Here’s a superficial one: Ventura was actually joined in the 200-club this year by Jhonattan Vegas and Max Homa, but nobody could match his 204 feet, two inches of putts made in the first round at the AT&T Byron Nelson. Somewhat shockingly, he missed the cut with a Friday 74, but his first-round 66 was, to put it mildly, pretty nuts. It didn’t start out that way—he only had four feet after two holes, but then he drained an 11-footer on three, a 39-footer on six, a 21-footer on 13, and finished it off in style with a 26-foot birdie on 17 and the grand-daddy of them all, a 59-foot made eagle on 18.

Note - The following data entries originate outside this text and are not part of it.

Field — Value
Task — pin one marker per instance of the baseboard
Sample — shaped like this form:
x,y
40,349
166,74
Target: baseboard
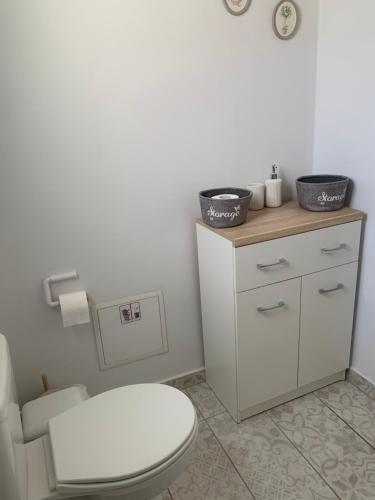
x,y
361,382
185,380
296,393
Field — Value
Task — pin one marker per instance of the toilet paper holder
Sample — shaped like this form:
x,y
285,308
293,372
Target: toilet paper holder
x,y
56,278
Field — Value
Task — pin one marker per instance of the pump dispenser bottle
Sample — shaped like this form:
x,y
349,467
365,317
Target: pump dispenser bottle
x,y
274,189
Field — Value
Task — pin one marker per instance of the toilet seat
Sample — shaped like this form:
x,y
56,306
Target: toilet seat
x,y
123,434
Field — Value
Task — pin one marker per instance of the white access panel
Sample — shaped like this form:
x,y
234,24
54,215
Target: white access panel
x,y
130,329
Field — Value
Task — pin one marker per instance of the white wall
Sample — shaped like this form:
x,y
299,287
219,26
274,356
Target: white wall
x,y
345,133
114,114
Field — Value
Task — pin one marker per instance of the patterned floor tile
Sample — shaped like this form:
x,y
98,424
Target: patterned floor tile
x,y
211,475
344,460
205,400
362,384
270,465
353,406
199,414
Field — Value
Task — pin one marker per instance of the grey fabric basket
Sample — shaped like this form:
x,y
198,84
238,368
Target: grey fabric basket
x,y
322,193
224,213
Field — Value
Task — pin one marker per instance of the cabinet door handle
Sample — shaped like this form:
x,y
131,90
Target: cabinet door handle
x,y
281,303
335,249
265,266
339,286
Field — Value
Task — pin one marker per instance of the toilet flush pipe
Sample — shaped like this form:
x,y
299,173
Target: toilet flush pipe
x,y
56,278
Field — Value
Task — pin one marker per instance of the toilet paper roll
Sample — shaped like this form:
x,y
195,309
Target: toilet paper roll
x,y
74,308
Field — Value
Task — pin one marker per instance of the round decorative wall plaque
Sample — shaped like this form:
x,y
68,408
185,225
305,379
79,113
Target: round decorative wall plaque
x,y
286,19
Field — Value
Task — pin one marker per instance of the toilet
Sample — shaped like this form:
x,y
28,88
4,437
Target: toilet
x,y
127,443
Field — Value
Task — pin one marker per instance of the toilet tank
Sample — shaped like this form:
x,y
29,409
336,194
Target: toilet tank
x,y
10,429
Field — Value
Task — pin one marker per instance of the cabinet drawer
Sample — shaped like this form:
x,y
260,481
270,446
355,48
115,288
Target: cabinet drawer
x,y
285,258
327,307
268,333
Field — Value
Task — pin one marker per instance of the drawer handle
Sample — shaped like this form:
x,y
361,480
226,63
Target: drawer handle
x,y
265,266
335,249
322,291
271,308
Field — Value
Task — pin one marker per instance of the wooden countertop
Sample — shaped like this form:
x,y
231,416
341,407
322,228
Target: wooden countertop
x,y
290,218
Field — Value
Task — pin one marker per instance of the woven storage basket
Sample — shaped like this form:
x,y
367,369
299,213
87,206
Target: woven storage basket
x,y
322,193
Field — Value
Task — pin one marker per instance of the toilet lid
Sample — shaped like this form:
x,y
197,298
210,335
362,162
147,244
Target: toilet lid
x,y
120,433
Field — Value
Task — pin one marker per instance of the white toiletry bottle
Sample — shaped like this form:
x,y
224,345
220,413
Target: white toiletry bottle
x,y
274,189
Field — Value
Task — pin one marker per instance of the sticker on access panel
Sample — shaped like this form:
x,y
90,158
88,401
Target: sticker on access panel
x,y
130,313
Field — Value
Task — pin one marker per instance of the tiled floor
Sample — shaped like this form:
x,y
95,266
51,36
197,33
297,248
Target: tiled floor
x,y
318,447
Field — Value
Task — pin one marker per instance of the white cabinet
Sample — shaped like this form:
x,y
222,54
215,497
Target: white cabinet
x,y
278,314
327,308
268,331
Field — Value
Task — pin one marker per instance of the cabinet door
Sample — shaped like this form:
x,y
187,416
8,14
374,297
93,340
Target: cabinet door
x,y
268,334
327,308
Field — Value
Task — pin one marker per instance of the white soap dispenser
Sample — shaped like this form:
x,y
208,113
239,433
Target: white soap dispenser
x,y
274,189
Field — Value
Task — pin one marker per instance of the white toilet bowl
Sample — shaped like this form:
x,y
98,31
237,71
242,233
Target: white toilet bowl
x,y
128,443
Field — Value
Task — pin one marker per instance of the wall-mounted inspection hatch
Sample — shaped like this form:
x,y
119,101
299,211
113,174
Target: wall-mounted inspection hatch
x,y
130,329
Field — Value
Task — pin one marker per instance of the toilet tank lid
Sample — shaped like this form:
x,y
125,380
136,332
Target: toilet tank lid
x,y
120,433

While we’re on single-round accomplishments, it may be the case that Collin Morikawa is the king of the approach, but Jordan Spieth had the single best day with the irons this year. It came at one of the hardest events, the U.S. Open at Torrey Pines, in the third round. Spieth’s proximity numbers are just laughable for such a tough track: Five approaches inside six feet on the front nine alone, where he gained 4.86 strokes on the field, and added another 1.69 on the back, complete with a dart to one foot on 17. In all, his 6.55 number for that single round is pure heat … and gives us a small taste of how and why Spieth returned to the top of the game.